A couple years ago I helped my friends Kjell and Kim get started gardening in their back yard in Northeast Portland. They were enthusiastic and had a great first year, but life intervened the next season and it got away from them. Surveying the jungle this spring, Kjell had the idea of getting friends together to get the garden up and running again and making it an excuse to come together for a meal every week or so. Thus the garden would get the attention it deserved and we could spend time together regularly… Mallory Farm was born.


Every Monday night this season we’ve planted, weeded, watered and harvested with a rotating group of families and neighbors. The garden has undergone an amazing transformation, lots of new skills have been learned by doing and many great meals (spearheaded by Kim, thank you!) have been eaten at the picnic table. We’ve pickled beets, dried tomatoes and had cocktails made with garden produce. The season will start to wind down soon but the garden is getting prepared for winter with cold weather crops like cabbage, kale and brussels sprouts. We’re planting mustard greens, cilantro, spinach and fall lettuce varieties. Maybe in the next few weeks we’ll make some simple cloches for greens.

There has been fine tuning along the way, as there always is with organic processes like building community and growing vegetables. We’re created a little more structure (rsvp, please!), jimmied with the drip irrigation, called a few crops a loss and tried a lot of new recipes.

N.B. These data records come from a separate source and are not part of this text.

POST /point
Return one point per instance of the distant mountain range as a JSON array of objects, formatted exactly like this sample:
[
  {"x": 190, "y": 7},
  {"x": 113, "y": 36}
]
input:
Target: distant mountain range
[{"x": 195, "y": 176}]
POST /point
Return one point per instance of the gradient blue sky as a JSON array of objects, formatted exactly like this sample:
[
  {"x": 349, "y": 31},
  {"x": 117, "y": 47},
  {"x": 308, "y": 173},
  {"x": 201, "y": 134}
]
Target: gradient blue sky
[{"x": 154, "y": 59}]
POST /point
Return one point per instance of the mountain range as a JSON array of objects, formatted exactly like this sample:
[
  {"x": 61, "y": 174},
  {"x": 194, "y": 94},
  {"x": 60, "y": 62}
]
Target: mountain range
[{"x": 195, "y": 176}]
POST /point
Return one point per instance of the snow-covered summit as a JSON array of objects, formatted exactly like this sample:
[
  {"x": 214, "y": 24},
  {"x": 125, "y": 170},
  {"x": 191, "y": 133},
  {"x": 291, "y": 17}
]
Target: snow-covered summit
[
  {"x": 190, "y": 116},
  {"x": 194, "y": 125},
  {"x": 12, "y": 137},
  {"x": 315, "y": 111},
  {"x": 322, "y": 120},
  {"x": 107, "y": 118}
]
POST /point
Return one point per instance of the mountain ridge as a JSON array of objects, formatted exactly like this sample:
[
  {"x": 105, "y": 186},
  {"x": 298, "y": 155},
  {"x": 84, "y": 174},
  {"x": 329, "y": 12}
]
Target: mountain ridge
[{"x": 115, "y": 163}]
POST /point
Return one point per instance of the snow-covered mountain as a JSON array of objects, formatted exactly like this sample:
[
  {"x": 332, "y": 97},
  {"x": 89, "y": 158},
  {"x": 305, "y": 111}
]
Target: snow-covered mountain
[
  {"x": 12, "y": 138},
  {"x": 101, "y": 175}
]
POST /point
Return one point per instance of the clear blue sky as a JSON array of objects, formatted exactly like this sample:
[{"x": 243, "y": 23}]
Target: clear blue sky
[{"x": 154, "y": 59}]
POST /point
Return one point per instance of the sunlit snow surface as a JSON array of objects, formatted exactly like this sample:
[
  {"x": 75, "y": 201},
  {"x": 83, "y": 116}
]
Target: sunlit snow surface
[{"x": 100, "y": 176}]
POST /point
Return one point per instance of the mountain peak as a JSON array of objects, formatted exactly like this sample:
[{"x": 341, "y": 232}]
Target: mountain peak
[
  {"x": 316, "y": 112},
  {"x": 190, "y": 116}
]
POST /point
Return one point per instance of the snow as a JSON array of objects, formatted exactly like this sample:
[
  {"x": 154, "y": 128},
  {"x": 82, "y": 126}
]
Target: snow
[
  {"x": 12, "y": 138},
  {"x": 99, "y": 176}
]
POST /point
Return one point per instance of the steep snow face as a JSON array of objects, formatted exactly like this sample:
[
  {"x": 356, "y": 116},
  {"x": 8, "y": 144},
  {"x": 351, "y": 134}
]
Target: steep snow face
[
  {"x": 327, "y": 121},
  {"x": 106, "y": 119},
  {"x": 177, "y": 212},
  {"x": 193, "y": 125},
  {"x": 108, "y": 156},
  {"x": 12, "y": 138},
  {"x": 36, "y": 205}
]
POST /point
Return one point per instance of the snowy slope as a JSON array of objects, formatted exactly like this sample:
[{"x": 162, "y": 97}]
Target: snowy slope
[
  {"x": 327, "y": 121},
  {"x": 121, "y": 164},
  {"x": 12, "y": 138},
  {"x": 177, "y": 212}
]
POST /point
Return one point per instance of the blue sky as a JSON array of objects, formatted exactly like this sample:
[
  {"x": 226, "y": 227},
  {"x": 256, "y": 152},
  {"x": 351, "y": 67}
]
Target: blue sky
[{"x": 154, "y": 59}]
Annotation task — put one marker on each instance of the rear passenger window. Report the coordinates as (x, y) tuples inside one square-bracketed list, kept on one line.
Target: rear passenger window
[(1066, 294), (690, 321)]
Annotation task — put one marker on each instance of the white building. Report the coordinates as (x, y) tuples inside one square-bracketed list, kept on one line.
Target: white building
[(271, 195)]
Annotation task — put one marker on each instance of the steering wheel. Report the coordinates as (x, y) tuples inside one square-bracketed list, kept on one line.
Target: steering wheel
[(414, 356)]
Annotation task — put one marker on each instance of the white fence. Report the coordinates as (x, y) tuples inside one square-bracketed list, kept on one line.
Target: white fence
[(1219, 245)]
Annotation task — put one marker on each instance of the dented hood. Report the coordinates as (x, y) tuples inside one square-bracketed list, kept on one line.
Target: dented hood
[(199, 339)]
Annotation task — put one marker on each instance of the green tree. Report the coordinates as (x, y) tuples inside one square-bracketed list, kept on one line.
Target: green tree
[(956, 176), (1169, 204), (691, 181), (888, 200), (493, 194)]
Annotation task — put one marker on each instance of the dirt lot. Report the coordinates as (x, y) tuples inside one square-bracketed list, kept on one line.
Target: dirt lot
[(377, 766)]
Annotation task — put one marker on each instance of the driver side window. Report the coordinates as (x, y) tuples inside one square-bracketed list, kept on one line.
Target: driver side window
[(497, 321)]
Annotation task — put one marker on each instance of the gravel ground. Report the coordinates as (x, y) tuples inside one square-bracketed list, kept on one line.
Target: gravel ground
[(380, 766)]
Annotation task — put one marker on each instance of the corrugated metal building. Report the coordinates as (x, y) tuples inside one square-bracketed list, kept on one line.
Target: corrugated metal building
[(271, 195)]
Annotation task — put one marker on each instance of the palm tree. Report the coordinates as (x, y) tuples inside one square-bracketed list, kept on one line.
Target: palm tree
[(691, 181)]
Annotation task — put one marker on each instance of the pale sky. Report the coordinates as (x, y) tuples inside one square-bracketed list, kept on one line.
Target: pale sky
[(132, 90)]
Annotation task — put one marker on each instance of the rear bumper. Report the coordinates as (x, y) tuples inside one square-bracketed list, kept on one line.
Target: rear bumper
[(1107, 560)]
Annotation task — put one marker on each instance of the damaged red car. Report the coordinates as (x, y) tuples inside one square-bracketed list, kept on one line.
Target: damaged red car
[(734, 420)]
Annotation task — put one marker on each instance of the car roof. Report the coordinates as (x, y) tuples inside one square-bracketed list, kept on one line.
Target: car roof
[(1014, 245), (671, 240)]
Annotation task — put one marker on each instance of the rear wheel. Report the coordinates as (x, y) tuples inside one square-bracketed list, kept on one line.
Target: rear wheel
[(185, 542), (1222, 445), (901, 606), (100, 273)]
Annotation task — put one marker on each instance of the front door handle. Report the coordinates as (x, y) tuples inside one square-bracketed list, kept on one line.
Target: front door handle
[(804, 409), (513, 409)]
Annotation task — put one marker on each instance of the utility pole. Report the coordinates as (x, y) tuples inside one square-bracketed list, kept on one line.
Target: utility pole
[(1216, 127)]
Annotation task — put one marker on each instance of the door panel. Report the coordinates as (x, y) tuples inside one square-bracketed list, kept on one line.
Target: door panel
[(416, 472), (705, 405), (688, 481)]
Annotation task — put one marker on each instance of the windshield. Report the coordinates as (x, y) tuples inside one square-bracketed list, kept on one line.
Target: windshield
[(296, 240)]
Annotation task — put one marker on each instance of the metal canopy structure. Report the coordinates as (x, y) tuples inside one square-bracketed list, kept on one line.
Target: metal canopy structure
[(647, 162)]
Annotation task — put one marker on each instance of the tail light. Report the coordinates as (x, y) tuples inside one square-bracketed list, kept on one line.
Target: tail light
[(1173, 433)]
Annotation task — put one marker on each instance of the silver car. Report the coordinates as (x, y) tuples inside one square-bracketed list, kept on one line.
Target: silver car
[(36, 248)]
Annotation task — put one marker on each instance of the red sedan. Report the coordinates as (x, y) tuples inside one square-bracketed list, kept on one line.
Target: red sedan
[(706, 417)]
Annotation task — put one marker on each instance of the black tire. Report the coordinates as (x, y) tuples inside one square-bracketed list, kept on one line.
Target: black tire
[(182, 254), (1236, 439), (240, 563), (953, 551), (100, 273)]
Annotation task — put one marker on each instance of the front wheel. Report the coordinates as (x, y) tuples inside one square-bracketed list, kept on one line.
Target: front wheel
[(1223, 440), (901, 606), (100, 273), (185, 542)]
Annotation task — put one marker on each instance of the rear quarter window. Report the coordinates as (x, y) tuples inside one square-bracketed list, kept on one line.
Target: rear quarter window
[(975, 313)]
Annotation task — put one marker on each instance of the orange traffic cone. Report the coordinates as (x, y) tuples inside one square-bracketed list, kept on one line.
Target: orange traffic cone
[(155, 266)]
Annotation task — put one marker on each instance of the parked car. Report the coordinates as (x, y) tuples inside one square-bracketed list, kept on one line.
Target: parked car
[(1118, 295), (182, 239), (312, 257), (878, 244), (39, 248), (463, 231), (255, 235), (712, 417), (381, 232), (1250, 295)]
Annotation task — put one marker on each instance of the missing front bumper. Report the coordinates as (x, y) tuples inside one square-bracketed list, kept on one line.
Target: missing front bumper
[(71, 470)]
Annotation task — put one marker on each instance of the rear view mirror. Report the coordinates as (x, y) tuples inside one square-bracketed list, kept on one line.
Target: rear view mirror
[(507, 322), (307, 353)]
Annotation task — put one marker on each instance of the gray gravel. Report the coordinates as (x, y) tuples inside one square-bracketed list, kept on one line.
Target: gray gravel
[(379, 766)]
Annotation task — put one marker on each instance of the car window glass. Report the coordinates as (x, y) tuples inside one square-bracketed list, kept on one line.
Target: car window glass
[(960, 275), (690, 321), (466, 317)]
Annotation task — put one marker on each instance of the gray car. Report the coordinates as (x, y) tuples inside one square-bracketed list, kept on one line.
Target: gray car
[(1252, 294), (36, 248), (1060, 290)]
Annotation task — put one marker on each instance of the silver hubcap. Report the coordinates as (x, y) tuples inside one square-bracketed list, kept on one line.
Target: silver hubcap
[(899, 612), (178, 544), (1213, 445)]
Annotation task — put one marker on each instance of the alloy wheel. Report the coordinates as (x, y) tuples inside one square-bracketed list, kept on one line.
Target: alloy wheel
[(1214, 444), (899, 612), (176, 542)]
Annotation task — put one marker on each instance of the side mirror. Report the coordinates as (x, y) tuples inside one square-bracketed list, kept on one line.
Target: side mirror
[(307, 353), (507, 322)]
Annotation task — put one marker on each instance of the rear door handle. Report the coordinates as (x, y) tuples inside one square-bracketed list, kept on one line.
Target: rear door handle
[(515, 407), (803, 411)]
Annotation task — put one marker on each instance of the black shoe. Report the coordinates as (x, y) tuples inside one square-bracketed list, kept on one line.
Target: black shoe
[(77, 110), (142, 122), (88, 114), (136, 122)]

We’re had some unexpected successes too, like an excellent carrot patch and a bumper crop of large heirloom tomatoes (it’s a pretty rare year in Portland when that happens!) The French pumpkin start I impulsively purchased in June has become a monster vine with several huge, gorgeous fruits ripening on it.

Over the course of the last few months the little kids involved have participated in all sorts of ways, tasting, weeding, planting. Last night my toddler used a little clipper for the first time to help cut down the mint patch. It was a little nerve wracking for me but he was so proud of himself. We garden at home most days but there is something special about gardening with friends. Sometimes I get caught up in the list of things to do and making sure everyone has a job. The kids help me remember to enjoy the process.IMG_4744.JPG

Tbird made bloody marys with tomato juice and pickled beets from the garden.

The kids planting garlic and checking the pumpkins.